The UN and governance

Written by  //  March 4, 2010  //  Government & Governance, United Nations  //  No comments

The decline of the international civil servant
(Foreign Policy) The U.N. practice of hiring political appointees has ensured American, French, and British dominance of key U.N. jobs in management, peacekeeping and political affairs.
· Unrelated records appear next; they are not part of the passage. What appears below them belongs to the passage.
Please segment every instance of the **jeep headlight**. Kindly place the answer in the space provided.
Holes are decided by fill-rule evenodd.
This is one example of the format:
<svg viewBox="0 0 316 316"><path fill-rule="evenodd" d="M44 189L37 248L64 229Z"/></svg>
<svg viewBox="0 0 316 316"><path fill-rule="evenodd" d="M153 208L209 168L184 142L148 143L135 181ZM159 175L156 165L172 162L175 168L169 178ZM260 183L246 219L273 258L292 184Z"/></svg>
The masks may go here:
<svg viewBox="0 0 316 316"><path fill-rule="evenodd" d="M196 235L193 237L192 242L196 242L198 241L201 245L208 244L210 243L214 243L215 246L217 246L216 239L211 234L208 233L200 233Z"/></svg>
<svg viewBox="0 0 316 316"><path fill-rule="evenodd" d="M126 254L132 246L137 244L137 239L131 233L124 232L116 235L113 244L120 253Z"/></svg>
But it has chipped away at the U.N. ideal of the impartial international civil servant, loyal to the founding principles of the U.N., and not beholden to the state that helped get them the job.
The U.N. Charter’s Article 100 set out the loyalty standard for U.N. employees, saying U.N. staff “shall not seek or receive instructions from any government or from any other authority external to the organization.” It also requires states “respect the exclusively international character” of U.N. staff and “not to seek to influence them in the discharge of their responsibilities.”
The late Swedish Secretary-General Dag Hammarskjold championed the culture of the impartial U.N. civil servant, clashing with both the United States and the Soviet Union over the importance of ensuring a level of U.N. independence in hiring, according to his biographer, Sir Brian Urquhart.  And former U.N. Secretary-General Kofi Annan, who rose from the U.N. civil service himself, frequently promoted his colleagues within the U.N.’s own ranks to senior political posts.
But the pendulum has swung back in favor of political appointees under Ban Ki-moon, who accepted the favored candidates of each of the U.N.’s powerful permanent five members in his first year in office, according to senior U.N. officials. Ban has used appointments to strike a careful geographical balance among the interests of influential member states.